Este mismo desconcierto interno de Marechal se traduce
en otro resultado insólito. Creo sensato sospechar que su esquema novelesco
reposaba en la historia de amor de Adán Buenosayres, ordenadora de los episodios
preliminares y concretándose al fin en el cuaderno del libro VI. La concepción
dantesca de ese amor, exigiendo una expresión laberíntica y preciosista, lo
escamotea a nuestra sensibilidad y nos deja una teoría de intuiciones poéticas
en alto grado de enrarecimiento intelectual. Si nada de esto es reprensible en
sí, lo es dentro de una novela cuyos restantes planos son de tan directo
contacto con el tú, con nosotros como argentinos siglo XX. Y entonces,
inevitablemente, la balanza se inclina del lado nuestro, y la náusea de Adán al
oler la curtiembre nos alcanza más a fondo que Aquella en su spenseriano jardín
de Saavedra. Ojalá la obra novelística futura de Marechal reconozca el balance
de este libro; si la novela moderna es cada vez más una forma poética, la
poesía a darse en ella sólo puede ser inmediata y de raíz surrealista; la
elaborada continúa y prefiere el poema, donde debió quedar Aquélla con su
simbología taraceada, porque ése era su reino.

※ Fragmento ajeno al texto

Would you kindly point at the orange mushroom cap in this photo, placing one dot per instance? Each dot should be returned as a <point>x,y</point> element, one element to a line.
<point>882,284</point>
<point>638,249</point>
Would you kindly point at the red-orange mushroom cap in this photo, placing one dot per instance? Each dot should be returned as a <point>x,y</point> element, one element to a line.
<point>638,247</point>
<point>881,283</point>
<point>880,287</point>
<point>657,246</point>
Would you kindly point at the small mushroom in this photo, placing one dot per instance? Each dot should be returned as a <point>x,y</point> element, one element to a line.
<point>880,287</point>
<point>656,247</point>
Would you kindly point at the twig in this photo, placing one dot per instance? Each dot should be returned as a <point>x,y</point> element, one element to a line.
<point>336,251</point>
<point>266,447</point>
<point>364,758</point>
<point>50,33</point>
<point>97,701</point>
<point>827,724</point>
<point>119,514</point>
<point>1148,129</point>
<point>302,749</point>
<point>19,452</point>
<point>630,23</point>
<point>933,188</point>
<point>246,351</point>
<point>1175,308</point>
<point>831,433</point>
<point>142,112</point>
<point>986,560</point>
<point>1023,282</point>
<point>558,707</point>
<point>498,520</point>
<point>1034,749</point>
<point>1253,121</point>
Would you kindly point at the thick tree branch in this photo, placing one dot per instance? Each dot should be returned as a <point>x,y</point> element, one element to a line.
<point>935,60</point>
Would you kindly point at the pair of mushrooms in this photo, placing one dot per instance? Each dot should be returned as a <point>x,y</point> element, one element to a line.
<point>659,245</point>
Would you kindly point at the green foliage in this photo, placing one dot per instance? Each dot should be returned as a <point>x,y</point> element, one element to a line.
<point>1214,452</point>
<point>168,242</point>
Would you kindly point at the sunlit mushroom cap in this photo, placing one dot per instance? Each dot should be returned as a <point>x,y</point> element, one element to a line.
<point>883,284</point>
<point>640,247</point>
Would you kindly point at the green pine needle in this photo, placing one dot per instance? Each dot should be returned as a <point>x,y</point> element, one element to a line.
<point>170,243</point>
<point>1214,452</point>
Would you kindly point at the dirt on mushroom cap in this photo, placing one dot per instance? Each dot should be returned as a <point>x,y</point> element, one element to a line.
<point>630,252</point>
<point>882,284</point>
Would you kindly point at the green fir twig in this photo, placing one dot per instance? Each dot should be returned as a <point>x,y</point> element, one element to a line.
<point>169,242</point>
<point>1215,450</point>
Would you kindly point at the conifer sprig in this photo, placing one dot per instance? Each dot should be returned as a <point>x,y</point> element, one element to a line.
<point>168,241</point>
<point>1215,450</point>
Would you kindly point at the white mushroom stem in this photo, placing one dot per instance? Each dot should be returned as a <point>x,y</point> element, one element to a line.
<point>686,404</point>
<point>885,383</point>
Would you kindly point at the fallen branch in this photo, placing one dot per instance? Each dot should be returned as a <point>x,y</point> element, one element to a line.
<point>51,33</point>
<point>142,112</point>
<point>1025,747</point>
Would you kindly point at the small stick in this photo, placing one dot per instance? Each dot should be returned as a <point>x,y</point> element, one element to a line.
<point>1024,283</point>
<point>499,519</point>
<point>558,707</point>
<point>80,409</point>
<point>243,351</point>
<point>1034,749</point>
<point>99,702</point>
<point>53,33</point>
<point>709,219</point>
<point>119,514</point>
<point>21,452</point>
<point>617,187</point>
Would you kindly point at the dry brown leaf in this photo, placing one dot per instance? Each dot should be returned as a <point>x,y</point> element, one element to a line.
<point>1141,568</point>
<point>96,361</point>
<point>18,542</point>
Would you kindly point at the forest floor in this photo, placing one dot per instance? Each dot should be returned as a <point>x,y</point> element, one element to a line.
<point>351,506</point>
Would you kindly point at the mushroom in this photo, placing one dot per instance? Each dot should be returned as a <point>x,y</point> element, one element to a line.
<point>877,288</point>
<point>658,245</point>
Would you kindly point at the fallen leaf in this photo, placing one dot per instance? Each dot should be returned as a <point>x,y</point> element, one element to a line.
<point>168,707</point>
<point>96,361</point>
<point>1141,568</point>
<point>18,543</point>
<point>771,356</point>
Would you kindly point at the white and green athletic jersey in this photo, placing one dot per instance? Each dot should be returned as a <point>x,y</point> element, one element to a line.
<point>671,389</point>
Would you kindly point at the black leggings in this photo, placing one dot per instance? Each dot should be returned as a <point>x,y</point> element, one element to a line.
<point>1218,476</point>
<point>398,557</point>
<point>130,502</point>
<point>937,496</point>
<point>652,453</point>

La segunda observación toca al humor. Marechal vuelve
con "Adán Buenosayres" a la línea caudalosa de Mansilla y Payró, al relato
incesantemente sobrevolado por la presencia zumbona de lo literario puro, que
es juego y ajuste e ironía. No hay humor sin inteligencia, y el predominio de
la sentimentalidad sobre aquélla se advierte en los novelistas en proporción
inversa de humor en sus libros; esta feliz herencia de los ensayistas siglo
XVIII, que salta a la novela por vía de Inglaterra, da un tono narrativo que
Marechal ha escogido y aplicado con pleno acierto en los momentos en que hacía
falta. Sobre todo en las descripciones y las réplicas, y cuando no lo enfatiza;
así el episodio de los homoplumas comienza del mejor modo -el retrato en diez
líneas del malevo es un hallazgo-, pero termina alicaído con los discursos del
speaker. El humor en "Adán Buenosayres" se alía con un frecuente afán objetivo,
casi de historiador, y acaba de dar a esta novela su tono documental que, si la
aleja de nosotros en cuanto a adhesión entrañable, nos la ofrece
panorámicamente y con amplia perspectiva intelectual. No sé, por razones de
edad, si "Adán Buenosayres" testimonia con validez sobre la etapa
martinfierrista, y ya se habrá notado que mi intento era más filológico que
histórico. Su resonancia sobre el futuro argentino me interesa mucho más que su
documentación del pasado. Tal como lo veo, "Adán Buenosayres" constituye un
momento importante en nuestras desconcertadas letras. Para Marechal quizá sea
un arribo y una suma; a los más jóvenes toca ver si actúa como fuerza viva,
como enérgico empujón hacia lo de veras nuestro. Estoy entre los que creen esto
último, y se obligan a no desconocerlo.